Keeping young people in the education system is also a challenge. A survey by Statistics South Africa, the national statistics agency, found that, in 2021, nearly 10% of 17-year-olds had dropped out of school. According to some estimates, between 50% and 60% of students drop out of university after the end of the first year of an undergraduate course.

Researchers show resilience …

In spite of these setbacks, the country’s researchers are “punching above their weight”, says Himla Soodyall, executive officer at the ASSAF.

South Africa has a number of landmark scientific achievements. In 2021, a team of researchers in South Africa and Botswana alerted the world to the new SARS-CoV-2 variant, Omicron. South Africa is a hub for palaeoanthropology: its researchers have unveiled two new hominin species, Australopithecus sediba in 2010, and Homo naledi in 2015.

Since 2018, its 64-dish MeerKAT radio telescope has been capturing the Universe in unprecedented detail, including the chaotic region around the supermassive black hole at the centre of the Milky Way. The country is one of the hosts of the Square Kilometre Array (SKA) telescope. MeerKAT will eventually form the heart of the SKA’s mid-frequency array.

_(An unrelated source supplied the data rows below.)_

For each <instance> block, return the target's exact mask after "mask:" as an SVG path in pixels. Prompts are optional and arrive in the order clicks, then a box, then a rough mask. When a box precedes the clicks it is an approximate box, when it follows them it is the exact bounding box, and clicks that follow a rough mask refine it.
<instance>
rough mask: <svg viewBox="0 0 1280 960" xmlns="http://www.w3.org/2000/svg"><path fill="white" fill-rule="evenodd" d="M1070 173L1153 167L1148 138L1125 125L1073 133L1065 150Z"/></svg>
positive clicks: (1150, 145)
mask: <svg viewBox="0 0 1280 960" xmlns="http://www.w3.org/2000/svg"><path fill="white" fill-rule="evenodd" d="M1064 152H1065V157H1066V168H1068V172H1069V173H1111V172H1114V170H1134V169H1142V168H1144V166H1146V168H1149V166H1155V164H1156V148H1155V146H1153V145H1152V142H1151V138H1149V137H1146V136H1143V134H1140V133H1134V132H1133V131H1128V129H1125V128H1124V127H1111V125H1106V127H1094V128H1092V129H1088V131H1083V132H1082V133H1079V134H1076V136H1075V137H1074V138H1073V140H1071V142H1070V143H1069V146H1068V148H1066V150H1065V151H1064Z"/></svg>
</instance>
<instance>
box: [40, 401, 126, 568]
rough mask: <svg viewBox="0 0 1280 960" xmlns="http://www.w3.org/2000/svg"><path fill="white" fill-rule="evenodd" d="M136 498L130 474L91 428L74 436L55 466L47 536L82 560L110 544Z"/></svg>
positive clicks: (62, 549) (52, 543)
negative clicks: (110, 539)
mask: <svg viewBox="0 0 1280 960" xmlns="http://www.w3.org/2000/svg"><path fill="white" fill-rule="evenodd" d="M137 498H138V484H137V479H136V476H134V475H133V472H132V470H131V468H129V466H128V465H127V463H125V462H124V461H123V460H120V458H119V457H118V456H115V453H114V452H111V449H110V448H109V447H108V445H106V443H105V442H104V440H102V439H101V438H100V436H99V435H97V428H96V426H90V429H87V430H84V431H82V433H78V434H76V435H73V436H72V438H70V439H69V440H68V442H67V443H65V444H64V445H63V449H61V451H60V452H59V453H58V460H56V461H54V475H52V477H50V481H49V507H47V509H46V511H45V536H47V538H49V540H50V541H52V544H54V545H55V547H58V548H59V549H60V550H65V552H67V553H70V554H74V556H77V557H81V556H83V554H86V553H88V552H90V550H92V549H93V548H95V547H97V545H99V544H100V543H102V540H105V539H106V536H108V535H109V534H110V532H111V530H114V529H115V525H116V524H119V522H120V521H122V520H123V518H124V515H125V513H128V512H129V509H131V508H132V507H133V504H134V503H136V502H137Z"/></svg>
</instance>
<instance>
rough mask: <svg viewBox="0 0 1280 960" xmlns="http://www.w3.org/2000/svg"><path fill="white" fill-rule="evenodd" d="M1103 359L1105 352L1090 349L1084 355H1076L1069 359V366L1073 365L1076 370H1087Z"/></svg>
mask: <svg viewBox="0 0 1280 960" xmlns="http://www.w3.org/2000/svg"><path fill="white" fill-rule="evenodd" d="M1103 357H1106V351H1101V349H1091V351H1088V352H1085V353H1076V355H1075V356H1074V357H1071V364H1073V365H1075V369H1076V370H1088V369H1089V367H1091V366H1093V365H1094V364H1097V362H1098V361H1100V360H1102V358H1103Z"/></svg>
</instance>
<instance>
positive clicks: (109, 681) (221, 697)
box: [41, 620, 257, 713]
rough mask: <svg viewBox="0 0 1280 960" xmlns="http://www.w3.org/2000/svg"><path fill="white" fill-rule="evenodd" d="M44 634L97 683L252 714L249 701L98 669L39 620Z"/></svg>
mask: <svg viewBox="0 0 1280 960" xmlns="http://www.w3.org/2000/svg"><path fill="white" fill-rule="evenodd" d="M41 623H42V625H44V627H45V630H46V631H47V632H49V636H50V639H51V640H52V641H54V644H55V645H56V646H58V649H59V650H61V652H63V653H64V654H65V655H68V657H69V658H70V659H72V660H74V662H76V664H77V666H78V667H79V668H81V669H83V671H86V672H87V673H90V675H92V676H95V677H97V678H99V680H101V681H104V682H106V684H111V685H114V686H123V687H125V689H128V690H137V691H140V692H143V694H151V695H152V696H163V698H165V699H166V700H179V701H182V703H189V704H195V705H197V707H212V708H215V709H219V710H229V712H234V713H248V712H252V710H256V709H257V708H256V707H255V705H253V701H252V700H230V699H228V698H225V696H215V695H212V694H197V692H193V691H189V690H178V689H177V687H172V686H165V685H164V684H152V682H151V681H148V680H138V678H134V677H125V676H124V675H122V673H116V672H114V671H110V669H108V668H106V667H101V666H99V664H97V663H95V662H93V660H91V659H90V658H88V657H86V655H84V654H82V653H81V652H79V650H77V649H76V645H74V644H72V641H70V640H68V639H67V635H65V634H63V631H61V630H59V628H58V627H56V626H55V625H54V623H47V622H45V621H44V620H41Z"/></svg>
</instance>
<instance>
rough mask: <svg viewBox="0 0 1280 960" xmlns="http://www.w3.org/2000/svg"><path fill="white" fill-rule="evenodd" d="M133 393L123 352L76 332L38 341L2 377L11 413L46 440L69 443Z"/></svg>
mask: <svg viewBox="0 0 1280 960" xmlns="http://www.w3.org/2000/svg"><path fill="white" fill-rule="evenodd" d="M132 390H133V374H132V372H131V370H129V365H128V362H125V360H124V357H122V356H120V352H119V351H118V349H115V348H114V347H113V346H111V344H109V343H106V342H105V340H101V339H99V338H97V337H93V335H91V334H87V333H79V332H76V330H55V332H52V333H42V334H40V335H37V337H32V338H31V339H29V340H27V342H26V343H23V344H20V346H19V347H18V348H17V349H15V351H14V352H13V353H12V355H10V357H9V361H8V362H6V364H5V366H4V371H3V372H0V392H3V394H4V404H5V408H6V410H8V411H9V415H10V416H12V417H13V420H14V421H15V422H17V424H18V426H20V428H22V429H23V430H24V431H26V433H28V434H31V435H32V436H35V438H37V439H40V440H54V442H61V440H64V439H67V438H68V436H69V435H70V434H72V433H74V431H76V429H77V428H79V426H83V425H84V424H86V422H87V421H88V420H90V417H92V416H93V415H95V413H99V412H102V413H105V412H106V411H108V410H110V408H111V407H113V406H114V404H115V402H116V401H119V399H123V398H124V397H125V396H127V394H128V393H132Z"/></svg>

Moreover, the number of South African research publications continue to grow. In 2021, its researchers published 27,052 journal articles indexed in Web of Science. This is an increase from 3,693 in 2000. The country now ranks 30th globally in terms of the number of scientific papers produced annually. Countries with similar levels of output include Portugal, Mexico and Malaysia. Egypt is the continent’s leading producer of research, with 32,283 articles in 2021.

“If you look at the publications of South African researchers relative to other international researchers where the GDP is much higher, I think we are doing reasonably well,” says Soodyall.

… and must collaborate to survive

Overall, however, South Africa’s research community is shrinking. There are about 34,000 researchers, down from a peak of 36,200 in 2017–18. Partly as a result, and to remain competitive, the country’s scientists are collaborating with researchers in richer countries and universities are seeking talent from other countries on the continent.

“In some fields, such as health sciences, astronomy and high-energy physics, foreign collaboration now typically comprises more than 90% [of papers],” according to the 2023 South African Science, Technology & Innovation Indicators Report by the National Advisory Council on Innovation. In addition to the SKA, the country is also a collaborator with CERN, Europe’s particle-physics laboratory.

“We are increasingly relying on international collaborations,” says physicist Azwinndini Muronga, dean of science at Nelson Mandela University in Gqeberha, South Africa. “If one was to cut that lifeline, we probably would be in a very dire situation.”

Jansen is also concerned that rising attacks could have a similar effect on international recruitment. “Colleagues [from other African countries] tell us outright: ‘We don't see a long term future for ourselves here’, given this creeping xenophobia on campuses as well as in the broader community.”